友人と呼べるのはセリカ、メイドのシャロン、クラスメイトのシエラ、三人しかいない。
フィルはじーっとセリカを見つめる。
「じぃ……」
という擬音が口から出るくらい見つめる。
穴が空くほどにセリカを見つめる。
その視線に気が付いたセリカは、にこりと微笑む。
「分かっていますわ、フィル様。二番目のナインは不肖ですが、このわたくしが務めさせて頂きます」
と言うと、フィルは、
「やたっ♪」
と飛び跳ねた。
こうして始まったフィルのメンバー集め。ヤキュウをするにはあと七人メンバーが必要だった。
メイドのシャロンとクラスメイトのシエラはOKしてくれると勝手に思い込んだフィルは、他のメンバーから見つけることにする。

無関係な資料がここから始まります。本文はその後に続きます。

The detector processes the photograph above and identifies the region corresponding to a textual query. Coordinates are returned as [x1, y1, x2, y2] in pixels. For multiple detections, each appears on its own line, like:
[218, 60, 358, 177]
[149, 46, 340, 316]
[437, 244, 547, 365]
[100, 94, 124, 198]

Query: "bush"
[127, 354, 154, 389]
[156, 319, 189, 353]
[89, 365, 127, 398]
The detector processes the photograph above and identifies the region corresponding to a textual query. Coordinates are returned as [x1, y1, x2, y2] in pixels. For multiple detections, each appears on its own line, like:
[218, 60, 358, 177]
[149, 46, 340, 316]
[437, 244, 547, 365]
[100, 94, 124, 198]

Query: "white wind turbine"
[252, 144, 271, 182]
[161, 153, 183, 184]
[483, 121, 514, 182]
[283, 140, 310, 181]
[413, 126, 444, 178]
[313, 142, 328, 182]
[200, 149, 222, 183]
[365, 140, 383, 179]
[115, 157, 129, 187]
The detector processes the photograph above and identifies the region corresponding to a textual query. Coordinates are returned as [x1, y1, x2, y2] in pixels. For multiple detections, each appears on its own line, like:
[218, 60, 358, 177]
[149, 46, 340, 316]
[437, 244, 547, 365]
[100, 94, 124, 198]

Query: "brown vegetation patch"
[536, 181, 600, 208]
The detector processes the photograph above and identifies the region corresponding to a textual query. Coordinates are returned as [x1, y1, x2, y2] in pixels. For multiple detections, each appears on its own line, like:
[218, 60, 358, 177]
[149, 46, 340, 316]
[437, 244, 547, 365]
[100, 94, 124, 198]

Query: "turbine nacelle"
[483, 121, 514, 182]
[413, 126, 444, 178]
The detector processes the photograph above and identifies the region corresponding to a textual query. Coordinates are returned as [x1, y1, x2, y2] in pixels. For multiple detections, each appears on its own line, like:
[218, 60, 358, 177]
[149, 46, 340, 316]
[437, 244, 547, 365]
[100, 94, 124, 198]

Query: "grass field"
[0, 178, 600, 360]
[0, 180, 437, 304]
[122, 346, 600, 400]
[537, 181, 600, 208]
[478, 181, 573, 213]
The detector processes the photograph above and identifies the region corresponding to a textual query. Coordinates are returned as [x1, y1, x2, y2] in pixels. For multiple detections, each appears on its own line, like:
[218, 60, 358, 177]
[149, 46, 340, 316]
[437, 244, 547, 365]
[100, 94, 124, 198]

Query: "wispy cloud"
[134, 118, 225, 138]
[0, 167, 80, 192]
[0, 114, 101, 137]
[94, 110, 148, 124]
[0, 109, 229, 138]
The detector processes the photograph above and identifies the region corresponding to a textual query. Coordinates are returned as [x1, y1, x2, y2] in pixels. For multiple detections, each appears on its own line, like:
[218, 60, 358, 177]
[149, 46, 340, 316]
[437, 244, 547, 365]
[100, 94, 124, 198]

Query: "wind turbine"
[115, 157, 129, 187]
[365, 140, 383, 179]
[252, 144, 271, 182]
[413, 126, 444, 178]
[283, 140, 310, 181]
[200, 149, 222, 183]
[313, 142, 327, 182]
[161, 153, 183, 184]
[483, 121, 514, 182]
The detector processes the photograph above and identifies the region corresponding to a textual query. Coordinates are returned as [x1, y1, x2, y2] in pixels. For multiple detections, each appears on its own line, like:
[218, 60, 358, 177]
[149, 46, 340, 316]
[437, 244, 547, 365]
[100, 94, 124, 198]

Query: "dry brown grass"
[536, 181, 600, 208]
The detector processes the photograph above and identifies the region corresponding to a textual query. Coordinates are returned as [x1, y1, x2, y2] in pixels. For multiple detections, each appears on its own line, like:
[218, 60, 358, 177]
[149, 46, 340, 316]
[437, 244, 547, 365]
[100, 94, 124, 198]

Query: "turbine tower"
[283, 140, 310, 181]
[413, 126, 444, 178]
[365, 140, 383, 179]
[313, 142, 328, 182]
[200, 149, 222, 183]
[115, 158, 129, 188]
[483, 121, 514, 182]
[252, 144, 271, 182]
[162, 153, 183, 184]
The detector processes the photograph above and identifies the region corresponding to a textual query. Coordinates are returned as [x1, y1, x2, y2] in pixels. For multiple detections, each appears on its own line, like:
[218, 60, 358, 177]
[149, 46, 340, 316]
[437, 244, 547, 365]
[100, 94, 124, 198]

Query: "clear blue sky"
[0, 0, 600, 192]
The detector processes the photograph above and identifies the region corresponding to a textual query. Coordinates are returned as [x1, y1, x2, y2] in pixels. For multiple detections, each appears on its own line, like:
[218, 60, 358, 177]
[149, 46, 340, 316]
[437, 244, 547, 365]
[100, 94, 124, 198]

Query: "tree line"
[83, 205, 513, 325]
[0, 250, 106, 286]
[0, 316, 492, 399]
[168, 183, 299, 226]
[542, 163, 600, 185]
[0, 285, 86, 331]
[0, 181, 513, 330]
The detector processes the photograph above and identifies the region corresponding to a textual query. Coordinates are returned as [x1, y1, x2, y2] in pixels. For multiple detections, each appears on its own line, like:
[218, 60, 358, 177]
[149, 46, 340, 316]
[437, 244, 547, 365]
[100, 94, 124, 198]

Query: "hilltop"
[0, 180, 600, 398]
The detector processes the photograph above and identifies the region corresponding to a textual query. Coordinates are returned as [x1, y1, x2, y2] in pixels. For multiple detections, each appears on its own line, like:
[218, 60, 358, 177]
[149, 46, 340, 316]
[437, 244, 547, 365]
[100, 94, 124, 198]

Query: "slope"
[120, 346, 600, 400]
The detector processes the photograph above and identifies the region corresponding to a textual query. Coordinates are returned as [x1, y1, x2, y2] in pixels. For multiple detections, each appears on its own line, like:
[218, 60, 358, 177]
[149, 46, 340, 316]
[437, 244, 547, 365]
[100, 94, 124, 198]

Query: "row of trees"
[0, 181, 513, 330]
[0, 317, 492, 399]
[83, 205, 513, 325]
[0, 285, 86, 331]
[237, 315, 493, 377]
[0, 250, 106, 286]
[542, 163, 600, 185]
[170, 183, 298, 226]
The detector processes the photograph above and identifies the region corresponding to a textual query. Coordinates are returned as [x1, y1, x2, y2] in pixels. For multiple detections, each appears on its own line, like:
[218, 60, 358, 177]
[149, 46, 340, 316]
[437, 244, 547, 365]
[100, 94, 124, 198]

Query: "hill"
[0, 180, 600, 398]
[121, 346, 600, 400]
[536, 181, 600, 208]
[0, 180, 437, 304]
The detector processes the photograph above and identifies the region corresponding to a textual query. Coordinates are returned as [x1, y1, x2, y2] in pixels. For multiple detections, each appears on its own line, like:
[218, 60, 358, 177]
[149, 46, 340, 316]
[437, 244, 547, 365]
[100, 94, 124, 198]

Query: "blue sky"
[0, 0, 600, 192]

テレジアにはナインは女の子だけ、といわれているので女の子だけを集める。
といってもいまだ雌雄の見分けが苦手なフィルは、通りかかる女の子を皆、パフパフする。
胸があれば女の子だろう、という計算の元におこなっている作戦であるが、それで性別が判明しても、皆、逃げ出すだけだった。

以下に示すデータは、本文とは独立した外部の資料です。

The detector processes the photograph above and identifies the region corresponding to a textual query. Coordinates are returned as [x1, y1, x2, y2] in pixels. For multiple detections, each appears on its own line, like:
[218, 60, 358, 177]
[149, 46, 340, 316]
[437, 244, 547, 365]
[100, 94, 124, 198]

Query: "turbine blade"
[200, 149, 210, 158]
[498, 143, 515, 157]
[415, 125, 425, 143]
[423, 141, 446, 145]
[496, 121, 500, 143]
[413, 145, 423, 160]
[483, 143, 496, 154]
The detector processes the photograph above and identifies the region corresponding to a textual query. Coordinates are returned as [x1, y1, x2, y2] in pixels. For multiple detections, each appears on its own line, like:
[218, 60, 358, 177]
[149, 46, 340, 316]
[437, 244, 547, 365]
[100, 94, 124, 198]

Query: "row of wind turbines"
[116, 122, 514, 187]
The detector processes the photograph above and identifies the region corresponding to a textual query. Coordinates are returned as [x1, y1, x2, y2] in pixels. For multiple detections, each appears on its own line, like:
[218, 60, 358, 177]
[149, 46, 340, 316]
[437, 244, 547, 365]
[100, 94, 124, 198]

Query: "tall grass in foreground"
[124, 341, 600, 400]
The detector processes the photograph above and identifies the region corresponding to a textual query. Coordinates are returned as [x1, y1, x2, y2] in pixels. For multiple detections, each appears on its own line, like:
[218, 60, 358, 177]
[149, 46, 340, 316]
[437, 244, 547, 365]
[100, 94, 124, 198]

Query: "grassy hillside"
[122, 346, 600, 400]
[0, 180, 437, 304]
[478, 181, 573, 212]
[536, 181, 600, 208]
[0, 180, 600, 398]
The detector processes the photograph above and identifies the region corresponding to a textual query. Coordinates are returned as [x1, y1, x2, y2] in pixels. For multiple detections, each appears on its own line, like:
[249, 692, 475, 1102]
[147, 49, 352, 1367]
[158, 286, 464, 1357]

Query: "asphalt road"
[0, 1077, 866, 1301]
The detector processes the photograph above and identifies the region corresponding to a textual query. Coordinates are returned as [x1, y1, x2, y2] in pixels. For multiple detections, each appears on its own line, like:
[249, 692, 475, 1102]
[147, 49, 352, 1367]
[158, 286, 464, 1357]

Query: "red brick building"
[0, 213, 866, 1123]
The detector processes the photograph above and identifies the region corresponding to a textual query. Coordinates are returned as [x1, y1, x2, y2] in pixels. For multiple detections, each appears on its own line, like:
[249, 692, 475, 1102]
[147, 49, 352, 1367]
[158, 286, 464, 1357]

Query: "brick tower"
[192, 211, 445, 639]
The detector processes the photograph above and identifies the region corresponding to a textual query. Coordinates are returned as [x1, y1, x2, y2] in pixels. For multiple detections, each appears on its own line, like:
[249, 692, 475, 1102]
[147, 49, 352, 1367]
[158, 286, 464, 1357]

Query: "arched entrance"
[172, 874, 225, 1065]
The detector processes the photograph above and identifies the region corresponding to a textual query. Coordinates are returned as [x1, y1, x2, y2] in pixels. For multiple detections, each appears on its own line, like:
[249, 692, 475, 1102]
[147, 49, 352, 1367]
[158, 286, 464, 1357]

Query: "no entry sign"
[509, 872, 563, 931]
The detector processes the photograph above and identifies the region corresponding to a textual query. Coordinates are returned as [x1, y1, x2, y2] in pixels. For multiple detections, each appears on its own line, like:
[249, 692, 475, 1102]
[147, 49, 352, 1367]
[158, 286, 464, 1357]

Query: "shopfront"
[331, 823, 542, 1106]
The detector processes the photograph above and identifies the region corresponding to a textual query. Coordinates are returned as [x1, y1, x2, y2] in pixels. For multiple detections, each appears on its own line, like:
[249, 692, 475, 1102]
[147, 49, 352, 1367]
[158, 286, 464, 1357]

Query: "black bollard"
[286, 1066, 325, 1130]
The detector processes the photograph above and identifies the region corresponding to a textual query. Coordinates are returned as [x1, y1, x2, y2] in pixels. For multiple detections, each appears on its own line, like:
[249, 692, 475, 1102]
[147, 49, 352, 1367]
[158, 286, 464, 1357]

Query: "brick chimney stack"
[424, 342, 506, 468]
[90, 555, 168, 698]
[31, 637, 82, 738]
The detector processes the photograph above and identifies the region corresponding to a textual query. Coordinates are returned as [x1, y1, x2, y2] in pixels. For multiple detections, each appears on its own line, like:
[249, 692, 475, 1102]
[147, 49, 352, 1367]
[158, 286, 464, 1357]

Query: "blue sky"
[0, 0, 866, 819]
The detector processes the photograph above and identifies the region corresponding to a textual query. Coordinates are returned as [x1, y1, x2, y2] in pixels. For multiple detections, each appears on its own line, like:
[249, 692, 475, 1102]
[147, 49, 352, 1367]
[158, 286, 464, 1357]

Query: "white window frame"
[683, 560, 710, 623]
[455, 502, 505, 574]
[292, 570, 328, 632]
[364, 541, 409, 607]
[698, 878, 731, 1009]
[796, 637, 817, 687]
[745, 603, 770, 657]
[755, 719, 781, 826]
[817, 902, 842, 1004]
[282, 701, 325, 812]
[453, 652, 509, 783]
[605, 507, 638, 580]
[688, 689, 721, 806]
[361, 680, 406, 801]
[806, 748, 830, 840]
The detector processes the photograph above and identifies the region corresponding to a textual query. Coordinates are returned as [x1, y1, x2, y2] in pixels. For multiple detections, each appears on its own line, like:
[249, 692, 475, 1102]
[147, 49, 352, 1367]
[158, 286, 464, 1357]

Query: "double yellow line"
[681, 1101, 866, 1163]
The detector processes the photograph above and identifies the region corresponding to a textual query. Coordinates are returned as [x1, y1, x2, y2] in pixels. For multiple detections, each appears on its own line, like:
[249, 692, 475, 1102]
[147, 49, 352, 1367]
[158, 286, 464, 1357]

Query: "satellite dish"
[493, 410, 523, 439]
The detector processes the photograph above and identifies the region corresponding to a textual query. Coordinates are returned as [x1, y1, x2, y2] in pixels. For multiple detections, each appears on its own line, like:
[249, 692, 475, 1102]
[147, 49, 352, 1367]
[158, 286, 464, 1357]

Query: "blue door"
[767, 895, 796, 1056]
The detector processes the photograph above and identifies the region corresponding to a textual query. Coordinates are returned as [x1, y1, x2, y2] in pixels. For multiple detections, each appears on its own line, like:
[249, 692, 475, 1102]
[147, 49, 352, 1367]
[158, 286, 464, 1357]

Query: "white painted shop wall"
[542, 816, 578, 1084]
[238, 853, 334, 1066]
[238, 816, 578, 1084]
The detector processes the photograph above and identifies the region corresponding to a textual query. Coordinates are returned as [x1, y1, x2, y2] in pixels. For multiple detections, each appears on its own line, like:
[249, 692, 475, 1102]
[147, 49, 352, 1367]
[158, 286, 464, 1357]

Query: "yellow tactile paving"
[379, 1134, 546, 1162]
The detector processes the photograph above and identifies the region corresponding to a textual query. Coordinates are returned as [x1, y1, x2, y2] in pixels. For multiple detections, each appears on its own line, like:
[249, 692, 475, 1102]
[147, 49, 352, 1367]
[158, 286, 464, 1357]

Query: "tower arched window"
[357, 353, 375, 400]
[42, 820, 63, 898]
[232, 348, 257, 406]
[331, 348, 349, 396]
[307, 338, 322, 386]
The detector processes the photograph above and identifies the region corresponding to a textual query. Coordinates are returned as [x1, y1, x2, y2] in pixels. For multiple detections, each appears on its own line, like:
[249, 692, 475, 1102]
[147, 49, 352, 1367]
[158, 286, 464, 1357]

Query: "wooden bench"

「この娘に連れて行かれればなにをされるか分からない」
表情にも台詞にも出し、皆、逃げていく。
「なんでみんないやがるの!? ヤキュウは楽しいのに」
「当然です。フィル様、女性の胸を触るのは御法度です」
セリカは注意するが、「ただ――」とも付け加える。
「ぱんぱんやパフパフを止めてもナインを集めるのは難しいでしょうが」
「ほえ? どうして?」
「この学院の女の子はお嬢様が多いのです。スポーツが苦手なのです」
「剣士科の子は元気だよ?」
先日会った戦士志望の女の子の姿を思い出す。
「剣士科の娘は逆にすでになにかしらの団体に所属していて確保が難しいでしょう」
「うーん、そういうものなのか……」
「そういうものなのです。ここは募集は後回しにし、ヤキュウの練習をしませんか」
「練習?」
「はい、そうです。ヤキュウに誘うにしても我々がなにもしらなければヤキュウの魅力を伝えられません。まずは我々がヤキュウの良さを熟知し、そのあとにプレゼンをするのです」
「おお、セリカは頭いい。それでいこう!」
と元気よく微笑むと、フィルは一旦寮に帰り、メイド服姿の少女を連れてくる。
やってきたのはメイドのシャロンだった。
彼女はなにごとですか、という顔をしている。
やはりフィルはなんの事情も説明することなく、「あそぼ」とシャロンをさらってきたようだ。
セリカはため息を漏らすと、フィルの代わりに説明をする。
「かくかくしかじか……」
「ふむふむ」
なるほど、とシャロンはうなずく。
「分かりました。要はヤキュウをやる面子がほしいのですね」
「端的に言えば」
「ならばこのシャロン、協力しましょう。こう見えてもメイド界のエースで四番とはわたしのこと。投げては先発完投の豪腕、打っては俊足巧打のいぶし銀、守っては内野ならどこでもこなせる守備職人なのです」
「おお、よく分からないけど、強そうなの」
うきうきのフィル。
セリカはシャロンがヤキュウに詳しいことに驚く。
「実はヤキュウは我が故郷が最初に導入したスポーツなのです。エルティア王国ではヤキュウが盛んなのです」
えっへん、とシャロンは胸を張る。
「まあ、それは知りませんでした。頼もしいですわ」
とはセリカだが、フィルのなにげない一言にセリカはおののく。
「ところでシャロンはヤキュウが上手いの?」
「たぶん、上手いです」
「たぶん……?」
と冷や汗を流すセリカ。
「いやあ、祖国では盛んなのですが、生憎と一回もやったことがないんですよね。一度、村の広場で興業をみたくらいです」
その言葉にセリカは落胆するが、すぐに気を取り戻す。
(……まあ、ただでさえメンバーが集まらないのですから、贅沢は言っていられませんね)
と自分を鼓舞すると、三人でグランドに向かった。